Thanks for the thoughts, these are super useful! And yes, I sent that mail yesterday out with not enough context.

Thad, thanks, LCID looks indeed very interesting! That could provide a source of numbers to draw from. But looking into it in detail, it also looks like "we took the English language names, and in that order assigned numbers, until we finished the first batch, and then added more batches chronologically". So at least there's precedent for doing that.

Lucas, I was also thinking about QIDs. But besides the point that David raised, or rather in addition to them, there's also the point that Wikidata should be the 'pure representation' of what a language is - whereas the objects in Wikifunctions representing languages should malleable to exactly what we need and want them to be, irrelevant of their independent ontological status in the world (I hope that makes sense?). In Wikifunctions we decide what a language is, and their fallbacks, etc., based on product needs. In Wikidata on the other side we decide what is a language and what is not based on what relevant sources are stating. These hopefully overlap, and ideally are equivalent, but in reality I don't expect them to be and I don't want to introduce a push for edits in Wikidata to make certain features in Wikifunctions work.

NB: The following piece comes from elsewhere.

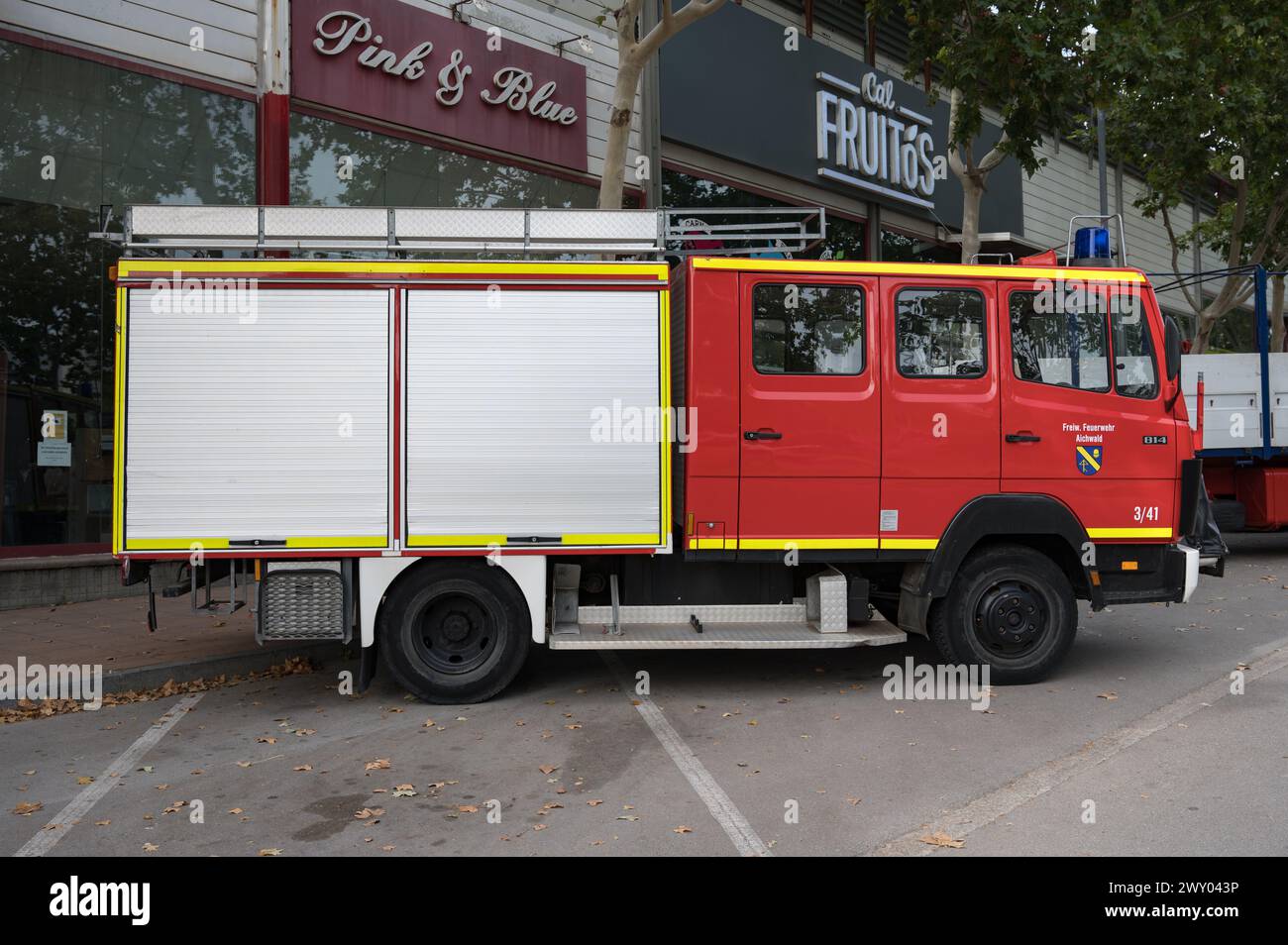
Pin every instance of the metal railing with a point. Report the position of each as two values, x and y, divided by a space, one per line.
403 231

Yes, we should have mappings from the relevant ZIDs to QIDs, and/or the other way around, but that's why I think they shouldn't be the same.

Charles, regarding your point, yes, we should be compatible and map to external standards as much as possible, but for the same reason as to regarding Wikidata, we shouldn't simply import them wholesale.

I wrote down a few more thoughts on-wiki here:

https://meta.wikimedia.org/wiki/Abstract_Wikipedia/Representation_of_languages 






On Thu, Mar 11, 2021 at 5:44 AM Charles Matthews via Abstract-Wikipedia <abstract-wikipedia@lists.wikimedia.org> wrote:

> On 11 March 2021 at 12:24 David Abián <davidabian@wikimedia.es> wrote:
>
>
> Hi,
>
> Although we usually claim that Wikidata entities and their URIs are
> stable, I believe that, unfortunately, their stability isn't as high as
> desirable in practice, or at least the risk of deletion, merging,
> redirection, redefinition of identity due to confusion or ambiguity,
> etc. exists and materializes too often (I hope I'm not being read by
> Wikidata haters :D). This happens with all kinds of Items, and it can
> happen with minority languages as well as with something as widespread
> as, for instance, Chinese.

> On 11/03/2021 09:50, Lucas Werkmeister wrote:
> > Wouldn’t it be better to refer to them using Wikidata item IDs?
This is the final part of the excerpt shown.